上期は計画通り。会社計画・QBR予想とも変更なし
アップデートレポート
㈱QBR 真下  弘司

上期は17%増収、2%営業増益
15/3期上期の連結業績は、売上高が前年同期比17%増の502億円、営業利益は同2%増の102億円となった。ジェネリック医薬品(後発医薬品。以下GE)市場は、14年4月に実施された使用促進策を追い風に需要が拡大。同社でも08年以降に発売した製品群を中心に売り上げを伸ばした。同じく4月に実施された薬価引き下げ等で原価率は悪化したが、数量増による増収効果で吸収し増益を確保した。
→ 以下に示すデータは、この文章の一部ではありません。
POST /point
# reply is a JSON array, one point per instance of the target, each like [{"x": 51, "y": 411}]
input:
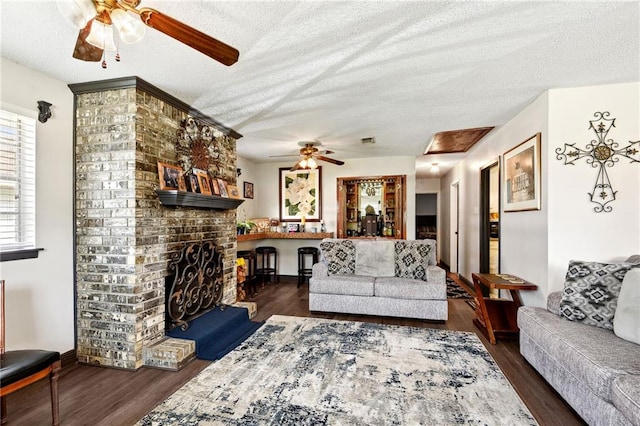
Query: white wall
[
  {"x": 39, "y": 292},
  {"x": 267, "y": 180},
  {"x": 537, "y": 245},
  {"x": 576, "y": 231}
]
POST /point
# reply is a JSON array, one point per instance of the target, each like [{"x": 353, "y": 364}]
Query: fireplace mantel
[{"x": 191, "y": 199}]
15/3期通期の連結業績に関して会社は、売上高が前期比18%増の1060億円、営業利益が同10%増の210億円を計画。上期の業績は概ね計画通り推移したとして期初公表の計画を据え置いた。薬価引き下げの影響はあるものの、GEの使用促進策を追い風に増収・増益を見込んでいる。

市場拡大の恩恵を享受、好業績続く
QBR予想の15/3期の連結業績は、売上高が前期比19%増の1066億円、営業利益は同14%増の218億円。続く16/3期は売上高が前期比11%増の1188億円、営業利益は同13%増の246億円でともに前回予想を据え置く。GE市場は1Qから2Qにかけて成長が加速、同社の業績も1Qの減益を吸収し上期全体では増益を確保しており、概ねQBRの想定通り推移している。GE市場は「後発医薬品のさらなる使用促進のためのロードマップ」(厚生労働省)の数値目標である18年3月末の数量シェア60%に向けて高い成長が続くと予想、同社はリーディングカンパニーとして市場拡大の恩恵を享受するとの見方を継続する。